The price of admission for any state into the coalition against terror must be to first completely dismantle the terrorist infrastructures within their realm. Iran will have to dismantle a worldwide network of terrorism and incitement based in Tehran. Syria will have to shut down Hezbollah and the dozen terrorist organizations that operate freely in Damascus and in Lebanon. Arafat will have to crush Hamas and Islamic Jihad, close down their suicide factories and training grounds, rein in his own Fatah and Tanzim terrorists and cease the endless incitement to violence.

To win this war, we must fight on many fronts. The most obvious one is direct military action against the terrorists themselves. Israel's policy of pre-emptively striking at those who seek to murder its people is, I believe, better understood today.

But there is no substitute for the key action that we must take: Imposing the most punishing diplomatic, economic and military sanction on all terrorist states.
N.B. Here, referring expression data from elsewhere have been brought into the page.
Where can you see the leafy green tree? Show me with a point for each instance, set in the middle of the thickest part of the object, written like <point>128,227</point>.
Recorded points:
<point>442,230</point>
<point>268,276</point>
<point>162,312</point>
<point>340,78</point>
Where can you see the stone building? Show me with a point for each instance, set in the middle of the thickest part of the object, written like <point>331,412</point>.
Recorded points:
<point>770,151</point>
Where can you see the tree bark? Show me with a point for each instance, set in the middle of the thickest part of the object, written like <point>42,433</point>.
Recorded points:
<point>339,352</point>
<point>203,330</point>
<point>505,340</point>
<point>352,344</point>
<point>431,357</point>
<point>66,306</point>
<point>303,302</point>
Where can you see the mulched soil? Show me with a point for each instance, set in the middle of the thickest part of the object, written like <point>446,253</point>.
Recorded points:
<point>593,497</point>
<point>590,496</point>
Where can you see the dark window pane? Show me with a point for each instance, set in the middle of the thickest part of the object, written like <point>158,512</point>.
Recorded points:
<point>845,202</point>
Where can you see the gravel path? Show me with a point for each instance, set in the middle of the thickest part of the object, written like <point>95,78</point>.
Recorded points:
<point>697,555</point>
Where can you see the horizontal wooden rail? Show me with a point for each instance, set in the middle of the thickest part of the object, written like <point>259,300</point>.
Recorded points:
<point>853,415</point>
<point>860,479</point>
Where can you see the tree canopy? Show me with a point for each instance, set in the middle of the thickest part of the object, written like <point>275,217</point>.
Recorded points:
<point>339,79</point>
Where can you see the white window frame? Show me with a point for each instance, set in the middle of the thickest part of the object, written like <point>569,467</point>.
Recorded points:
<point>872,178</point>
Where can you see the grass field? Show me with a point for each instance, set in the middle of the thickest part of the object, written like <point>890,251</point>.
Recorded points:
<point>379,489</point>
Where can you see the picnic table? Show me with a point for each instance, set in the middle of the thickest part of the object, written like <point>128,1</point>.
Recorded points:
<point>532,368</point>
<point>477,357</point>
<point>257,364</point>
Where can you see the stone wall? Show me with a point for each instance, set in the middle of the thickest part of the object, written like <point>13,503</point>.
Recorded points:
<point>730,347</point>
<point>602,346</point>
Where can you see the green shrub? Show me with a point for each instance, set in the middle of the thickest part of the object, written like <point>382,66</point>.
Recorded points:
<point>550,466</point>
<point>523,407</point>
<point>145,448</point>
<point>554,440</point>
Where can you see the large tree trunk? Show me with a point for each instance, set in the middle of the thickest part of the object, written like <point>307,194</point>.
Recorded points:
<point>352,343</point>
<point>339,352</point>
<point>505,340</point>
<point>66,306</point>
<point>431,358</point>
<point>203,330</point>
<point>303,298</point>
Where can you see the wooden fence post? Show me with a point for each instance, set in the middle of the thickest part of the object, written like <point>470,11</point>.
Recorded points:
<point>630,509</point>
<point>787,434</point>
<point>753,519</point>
To this must be added these measures: Freeze financial assets in the West of terrorist regimes and organizations; revise legislation, subject to periodic renewal, to enable better surveillance against organizations inciting violence; keep convicted terrorists behind bars; do not negotiate with terrorists; train special forces to fight terror; and not least important, impose sanctions on suppliers of nuclear technology to terrorist states.

But there is a real possibility that some will not be deterred--and these may be ones that possess weapons of mass destruction. Again, we cannot dismiss the possibility that a militant terrorist state will use its proxies to threaten or launch a nuclear attack with apparent impunity. Nor can we completely dismiss the possibility that a militant regime, like its terrorist proxies, will commit collective suicide for the sake of its fanatical ideology.

In this case, we might face not thousands of dead, but hundreds of thousands and possibly millions. This is why the West must do everything in its power to prevent regimes like Iran and Iraq from developing nuclear weapons, and disarm them of their weapons of mass destruction.

lt may be that some will shy away from adopting such an uncompromising stance against terrorism. If some free states choose to remain on the sidelines, America must be prepared to march forward without them--for there is no substitute for moral and strategic clarity. I believe that if the United States stands on principle, all the democracies will eventually join the war on terrorism. The easy route may be tempting, but it will not win the day.

On Sept. 11, amid the smoking ruins of the twin towers one could make out the Statue of Liberty holding high the torch of freedom. It is freedom's flame that the terrorists sought to extinguish. But it is that same torch, so proudly held by the United States, that can lead the free world to crush the forces of terror and secure our tomorrow. It is within our power. Let us now make sure that it is within our will.

This commentary was excerpted from testimony to a House committee Sept. 20.